そこを侯爵夫人の息子タンクレディにある意味「利用」され、しかし彼らは束の間の友情を結ぶ。そしてそれがきっかけで村の実態が分かり(侯爵夫人に携帯の謎もここで解ける)、ラザロを残して村人は去る。
さて後半...これは極めて寓話性が強い。そもそも名が「ラザロ」なのが意味深なわけである。イエスの友人でイエスにより蘇ったラザロ。彼はその投影である事は疑いないだろう。狼(がイエスなのか...?)によって蘇ったラザロは、奇跡のように全く変わらぬまま、寒空を半袖で歩く。無垢なまま、無知なまま。

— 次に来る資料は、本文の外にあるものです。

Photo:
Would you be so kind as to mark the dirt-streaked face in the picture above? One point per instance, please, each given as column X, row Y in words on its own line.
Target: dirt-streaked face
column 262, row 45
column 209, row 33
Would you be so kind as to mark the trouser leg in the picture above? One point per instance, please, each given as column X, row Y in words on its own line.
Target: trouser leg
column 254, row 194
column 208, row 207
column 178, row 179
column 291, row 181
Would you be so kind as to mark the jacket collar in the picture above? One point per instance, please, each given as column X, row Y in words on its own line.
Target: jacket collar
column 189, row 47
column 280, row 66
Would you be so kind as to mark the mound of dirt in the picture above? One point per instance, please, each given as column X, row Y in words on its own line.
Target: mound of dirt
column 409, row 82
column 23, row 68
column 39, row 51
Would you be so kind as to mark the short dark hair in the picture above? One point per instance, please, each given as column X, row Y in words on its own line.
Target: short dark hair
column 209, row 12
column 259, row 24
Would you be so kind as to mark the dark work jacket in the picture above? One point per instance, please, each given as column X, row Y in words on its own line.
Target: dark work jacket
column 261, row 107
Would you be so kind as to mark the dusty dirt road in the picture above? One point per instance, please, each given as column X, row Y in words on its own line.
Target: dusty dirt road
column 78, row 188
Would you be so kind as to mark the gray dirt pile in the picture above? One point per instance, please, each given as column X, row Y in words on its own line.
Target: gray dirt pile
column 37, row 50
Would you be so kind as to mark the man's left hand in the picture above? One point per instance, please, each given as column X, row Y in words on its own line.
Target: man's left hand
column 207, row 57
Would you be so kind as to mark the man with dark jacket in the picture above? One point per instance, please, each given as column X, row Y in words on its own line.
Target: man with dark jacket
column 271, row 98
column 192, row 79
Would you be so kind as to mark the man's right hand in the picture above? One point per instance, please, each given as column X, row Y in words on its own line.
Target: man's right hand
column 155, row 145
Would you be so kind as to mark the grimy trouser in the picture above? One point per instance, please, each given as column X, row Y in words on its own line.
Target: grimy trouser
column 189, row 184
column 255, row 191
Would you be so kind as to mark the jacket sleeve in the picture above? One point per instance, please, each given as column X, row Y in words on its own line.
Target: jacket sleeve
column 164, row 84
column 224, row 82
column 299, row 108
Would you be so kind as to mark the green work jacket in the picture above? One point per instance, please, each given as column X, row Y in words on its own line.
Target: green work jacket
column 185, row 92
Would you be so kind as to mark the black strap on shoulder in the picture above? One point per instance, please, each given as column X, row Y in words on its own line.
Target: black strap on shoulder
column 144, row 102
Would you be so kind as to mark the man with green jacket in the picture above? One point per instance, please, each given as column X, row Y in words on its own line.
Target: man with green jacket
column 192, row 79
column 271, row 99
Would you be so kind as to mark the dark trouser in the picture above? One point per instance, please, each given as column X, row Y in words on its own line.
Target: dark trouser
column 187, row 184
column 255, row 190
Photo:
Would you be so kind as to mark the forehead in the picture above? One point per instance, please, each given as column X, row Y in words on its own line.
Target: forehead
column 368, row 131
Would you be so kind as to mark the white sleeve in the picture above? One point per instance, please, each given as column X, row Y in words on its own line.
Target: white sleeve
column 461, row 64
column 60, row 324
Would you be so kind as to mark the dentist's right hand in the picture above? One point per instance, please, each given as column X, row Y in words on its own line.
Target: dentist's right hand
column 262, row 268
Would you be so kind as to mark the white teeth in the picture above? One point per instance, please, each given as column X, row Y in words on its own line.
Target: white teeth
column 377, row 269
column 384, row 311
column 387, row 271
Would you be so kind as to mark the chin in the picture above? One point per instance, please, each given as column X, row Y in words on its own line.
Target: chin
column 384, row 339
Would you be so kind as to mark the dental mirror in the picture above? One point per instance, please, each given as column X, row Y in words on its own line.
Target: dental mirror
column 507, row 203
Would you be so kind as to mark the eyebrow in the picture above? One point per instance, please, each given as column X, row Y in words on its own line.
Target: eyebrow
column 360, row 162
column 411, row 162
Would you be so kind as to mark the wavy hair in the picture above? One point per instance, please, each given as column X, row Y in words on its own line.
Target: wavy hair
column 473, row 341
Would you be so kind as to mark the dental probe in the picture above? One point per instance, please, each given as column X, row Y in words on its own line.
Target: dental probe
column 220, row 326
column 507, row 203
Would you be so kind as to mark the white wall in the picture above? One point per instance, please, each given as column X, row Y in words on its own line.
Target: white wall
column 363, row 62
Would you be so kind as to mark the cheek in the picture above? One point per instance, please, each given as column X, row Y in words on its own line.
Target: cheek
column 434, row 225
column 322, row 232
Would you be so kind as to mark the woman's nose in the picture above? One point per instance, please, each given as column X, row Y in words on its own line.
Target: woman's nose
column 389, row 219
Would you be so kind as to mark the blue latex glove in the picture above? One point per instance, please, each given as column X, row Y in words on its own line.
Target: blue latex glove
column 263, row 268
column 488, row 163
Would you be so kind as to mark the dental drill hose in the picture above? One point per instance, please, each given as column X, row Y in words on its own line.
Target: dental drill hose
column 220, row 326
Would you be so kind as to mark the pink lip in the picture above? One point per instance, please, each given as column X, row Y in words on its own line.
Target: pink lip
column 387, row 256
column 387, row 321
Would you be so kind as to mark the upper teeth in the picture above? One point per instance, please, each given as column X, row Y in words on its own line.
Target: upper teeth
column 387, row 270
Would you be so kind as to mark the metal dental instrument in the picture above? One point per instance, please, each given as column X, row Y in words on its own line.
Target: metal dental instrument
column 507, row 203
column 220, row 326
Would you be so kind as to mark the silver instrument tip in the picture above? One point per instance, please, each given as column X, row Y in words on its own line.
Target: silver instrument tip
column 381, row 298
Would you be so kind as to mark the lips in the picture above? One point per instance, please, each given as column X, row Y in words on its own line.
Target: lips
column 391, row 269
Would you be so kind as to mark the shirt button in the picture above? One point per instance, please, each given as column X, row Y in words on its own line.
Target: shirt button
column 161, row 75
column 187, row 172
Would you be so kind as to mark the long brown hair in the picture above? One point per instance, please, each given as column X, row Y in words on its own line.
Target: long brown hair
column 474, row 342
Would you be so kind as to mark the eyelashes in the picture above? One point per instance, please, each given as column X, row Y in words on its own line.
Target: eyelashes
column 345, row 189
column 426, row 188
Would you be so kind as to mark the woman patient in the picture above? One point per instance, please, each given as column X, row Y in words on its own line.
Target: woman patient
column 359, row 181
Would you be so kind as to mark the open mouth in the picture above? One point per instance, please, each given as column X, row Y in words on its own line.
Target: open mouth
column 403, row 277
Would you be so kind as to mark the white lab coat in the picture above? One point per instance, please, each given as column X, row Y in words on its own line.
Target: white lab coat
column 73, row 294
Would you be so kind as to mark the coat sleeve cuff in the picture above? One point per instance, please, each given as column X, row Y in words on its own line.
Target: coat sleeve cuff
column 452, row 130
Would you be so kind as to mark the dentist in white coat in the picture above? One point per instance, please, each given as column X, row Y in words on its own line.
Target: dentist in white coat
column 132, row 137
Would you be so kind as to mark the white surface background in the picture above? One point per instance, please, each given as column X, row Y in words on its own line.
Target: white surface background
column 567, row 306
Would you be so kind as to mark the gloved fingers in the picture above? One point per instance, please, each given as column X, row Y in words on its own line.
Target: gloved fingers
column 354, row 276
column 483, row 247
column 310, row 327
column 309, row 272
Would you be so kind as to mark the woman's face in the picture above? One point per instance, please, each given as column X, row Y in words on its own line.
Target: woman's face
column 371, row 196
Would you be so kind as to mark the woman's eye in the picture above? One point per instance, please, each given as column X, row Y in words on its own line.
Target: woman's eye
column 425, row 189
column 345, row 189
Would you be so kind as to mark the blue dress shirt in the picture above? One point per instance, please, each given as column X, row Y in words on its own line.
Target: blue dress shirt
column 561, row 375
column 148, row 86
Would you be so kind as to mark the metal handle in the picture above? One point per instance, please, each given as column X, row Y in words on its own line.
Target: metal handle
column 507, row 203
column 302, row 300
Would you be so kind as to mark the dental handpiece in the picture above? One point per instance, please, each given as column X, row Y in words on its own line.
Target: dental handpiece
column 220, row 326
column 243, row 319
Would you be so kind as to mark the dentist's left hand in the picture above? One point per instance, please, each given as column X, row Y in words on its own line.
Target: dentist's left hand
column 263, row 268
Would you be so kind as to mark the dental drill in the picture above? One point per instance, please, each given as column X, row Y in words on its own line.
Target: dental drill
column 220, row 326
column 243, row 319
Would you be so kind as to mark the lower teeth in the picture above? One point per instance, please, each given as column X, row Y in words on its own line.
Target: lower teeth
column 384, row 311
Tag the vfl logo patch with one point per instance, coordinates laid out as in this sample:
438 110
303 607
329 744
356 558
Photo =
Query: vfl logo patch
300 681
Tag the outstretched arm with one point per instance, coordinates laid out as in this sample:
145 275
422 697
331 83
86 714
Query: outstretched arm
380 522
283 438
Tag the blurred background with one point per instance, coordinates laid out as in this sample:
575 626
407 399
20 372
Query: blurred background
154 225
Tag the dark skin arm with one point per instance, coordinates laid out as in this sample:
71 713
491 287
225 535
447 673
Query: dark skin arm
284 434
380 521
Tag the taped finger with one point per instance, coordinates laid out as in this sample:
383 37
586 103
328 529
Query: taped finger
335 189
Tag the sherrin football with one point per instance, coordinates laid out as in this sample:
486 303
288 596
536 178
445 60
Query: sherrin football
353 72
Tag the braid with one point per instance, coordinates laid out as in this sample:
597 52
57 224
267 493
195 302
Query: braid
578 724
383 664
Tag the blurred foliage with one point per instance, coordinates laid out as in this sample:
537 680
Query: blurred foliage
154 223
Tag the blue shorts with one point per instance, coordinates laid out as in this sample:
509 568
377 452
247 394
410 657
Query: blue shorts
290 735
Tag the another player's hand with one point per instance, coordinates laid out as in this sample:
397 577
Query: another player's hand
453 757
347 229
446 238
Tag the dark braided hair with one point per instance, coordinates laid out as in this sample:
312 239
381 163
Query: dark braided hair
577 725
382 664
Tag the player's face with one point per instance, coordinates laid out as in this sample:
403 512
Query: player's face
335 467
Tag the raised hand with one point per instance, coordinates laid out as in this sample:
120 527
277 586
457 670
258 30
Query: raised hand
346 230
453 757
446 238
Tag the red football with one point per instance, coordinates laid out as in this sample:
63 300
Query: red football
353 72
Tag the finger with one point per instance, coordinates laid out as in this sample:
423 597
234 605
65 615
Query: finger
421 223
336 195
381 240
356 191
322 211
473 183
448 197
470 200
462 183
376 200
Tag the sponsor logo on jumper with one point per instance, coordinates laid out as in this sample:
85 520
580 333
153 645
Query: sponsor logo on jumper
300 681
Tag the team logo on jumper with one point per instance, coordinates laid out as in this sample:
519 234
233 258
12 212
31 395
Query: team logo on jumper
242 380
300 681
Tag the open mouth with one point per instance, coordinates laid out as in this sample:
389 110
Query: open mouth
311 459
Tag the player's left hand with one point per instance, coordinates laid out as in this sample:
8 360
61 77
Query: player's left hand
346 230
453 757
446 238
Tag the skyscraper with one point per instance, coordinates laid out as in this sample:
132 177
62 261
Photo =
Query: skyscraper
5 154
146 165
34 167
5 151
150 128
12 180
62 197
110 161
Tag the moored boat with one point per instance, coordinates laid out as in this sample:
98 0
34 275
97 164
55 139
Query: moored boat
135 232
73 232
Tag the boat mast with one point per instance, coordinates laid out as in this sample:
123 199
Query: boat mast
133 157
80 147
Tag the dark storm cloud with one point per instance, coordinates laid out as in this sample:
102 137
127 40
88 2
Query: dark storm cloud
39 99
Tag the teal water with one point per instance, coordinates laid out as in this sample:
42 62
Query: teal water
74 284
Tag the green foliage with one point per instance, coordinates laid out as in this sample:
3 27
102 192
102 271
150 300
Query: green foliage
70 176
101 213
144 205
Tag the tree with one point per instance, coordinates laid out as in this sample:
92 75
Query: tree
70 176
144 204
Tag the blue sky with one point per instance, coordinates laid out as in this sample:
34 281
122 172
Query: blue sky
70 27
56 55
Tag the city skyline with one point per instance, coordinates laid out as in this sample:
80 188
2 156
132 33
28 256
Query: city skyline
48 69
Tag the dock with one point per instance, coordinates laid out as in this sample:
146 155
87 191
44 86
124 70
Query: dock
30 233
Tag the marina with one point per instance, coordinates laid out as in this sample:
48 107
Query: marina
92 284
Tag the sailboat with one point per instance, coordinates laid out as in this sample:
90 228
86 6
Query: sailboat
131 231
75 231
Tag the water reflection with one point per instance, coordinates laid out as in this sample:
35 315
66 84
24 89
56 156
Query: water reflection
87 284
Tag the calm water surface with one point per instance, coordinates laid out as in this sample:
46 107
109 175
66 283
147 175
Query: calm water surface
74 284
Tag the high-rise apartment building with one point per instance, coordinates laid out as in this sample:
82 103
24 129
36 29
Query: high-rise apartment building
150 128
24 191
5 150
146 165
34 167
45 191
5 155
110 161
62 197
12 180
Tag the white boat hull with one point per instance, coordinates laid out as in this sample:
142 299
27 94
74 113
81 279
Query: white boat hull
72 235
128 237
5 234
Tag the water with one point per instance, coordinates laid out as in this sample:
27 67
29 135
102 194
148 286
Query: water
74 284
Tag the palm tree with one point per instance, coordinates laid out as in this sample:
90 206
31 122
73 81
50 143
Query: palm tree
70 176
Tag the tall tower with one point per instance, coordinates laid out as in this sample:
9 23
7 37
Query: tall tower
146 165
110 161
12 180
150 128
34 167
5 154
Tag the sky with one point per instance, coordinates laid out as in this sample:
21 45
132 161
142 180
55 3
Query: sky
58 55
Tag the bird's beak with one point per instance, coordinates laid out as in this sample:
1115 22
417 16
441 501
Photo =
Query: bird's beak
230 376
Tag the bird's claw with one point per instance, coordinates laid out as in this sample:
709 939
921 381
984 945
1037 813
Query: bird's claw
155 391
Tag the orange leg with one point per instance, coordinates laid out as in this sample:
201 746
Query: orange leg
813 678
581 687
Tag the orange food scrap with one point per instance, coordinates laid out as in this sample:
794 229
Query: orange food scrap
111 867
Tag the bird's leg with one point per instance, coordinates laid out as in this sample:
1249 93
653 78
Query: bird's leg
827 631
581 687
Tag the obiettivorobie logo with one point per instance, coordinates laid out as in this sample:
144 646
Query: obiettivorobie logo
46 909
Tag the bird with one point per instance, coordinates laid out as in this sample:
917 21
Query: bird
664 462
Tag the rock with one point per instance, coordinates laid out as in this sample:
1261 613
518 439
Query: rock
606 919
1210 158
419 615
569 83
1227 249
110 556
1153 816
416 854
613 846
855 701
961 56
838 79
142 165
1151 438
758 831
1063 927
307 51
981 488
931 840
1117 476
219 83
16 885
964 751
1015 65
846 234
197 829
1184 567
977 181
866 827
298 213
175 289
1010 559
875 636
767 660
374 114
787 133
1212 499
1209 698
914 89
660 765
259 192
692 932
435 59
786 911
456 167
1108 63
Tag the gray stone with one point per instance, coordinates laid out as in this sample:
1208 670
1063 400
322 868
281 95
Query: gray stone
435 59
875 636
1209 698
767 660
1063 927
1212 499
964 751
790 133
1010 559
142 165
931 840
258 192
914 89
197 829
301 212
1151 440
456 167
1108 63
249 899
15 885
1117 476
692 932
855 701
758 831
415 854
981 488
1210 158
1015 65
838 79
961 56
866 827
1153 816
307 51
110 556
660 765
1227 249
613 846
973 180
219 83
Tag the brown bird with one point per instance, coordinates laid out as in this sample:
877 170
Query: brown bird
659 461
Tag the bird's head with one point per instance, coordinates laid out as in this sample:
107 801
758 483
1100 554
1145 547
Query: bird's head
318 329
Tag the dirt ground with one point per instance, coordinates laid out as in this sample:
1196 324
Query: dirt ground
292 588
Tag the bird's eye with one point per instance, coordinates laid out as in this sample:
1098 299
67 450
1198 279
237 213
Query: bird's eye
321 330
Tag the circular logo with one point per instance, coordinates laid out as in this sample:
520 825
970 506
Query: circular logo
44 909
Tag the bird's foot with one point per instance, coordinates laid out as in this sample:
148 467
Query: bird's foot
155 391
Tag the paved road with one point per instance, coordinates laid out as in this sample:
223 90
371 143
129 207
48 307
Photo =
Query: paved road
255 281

そして彼は大きく変わった世界、現実の暮らし、それを変えたりはしない。聖人はこの社会では異端であるという事を見せつけられる。鏡のようだ。彼は苛立ちや嘲りをぶつけられる。全てを疑わず立ち回った結果。ラスト直前の涙の意味は何だったのだろう。殆ど表情を変えることないラザロが流す涙は、現代社会への警鐘なのか、はたまた彼のような愚直で無垢な聖人としては生きられないという諦めのようなものなのか。分からない。難しい。しかし観入ってしまった。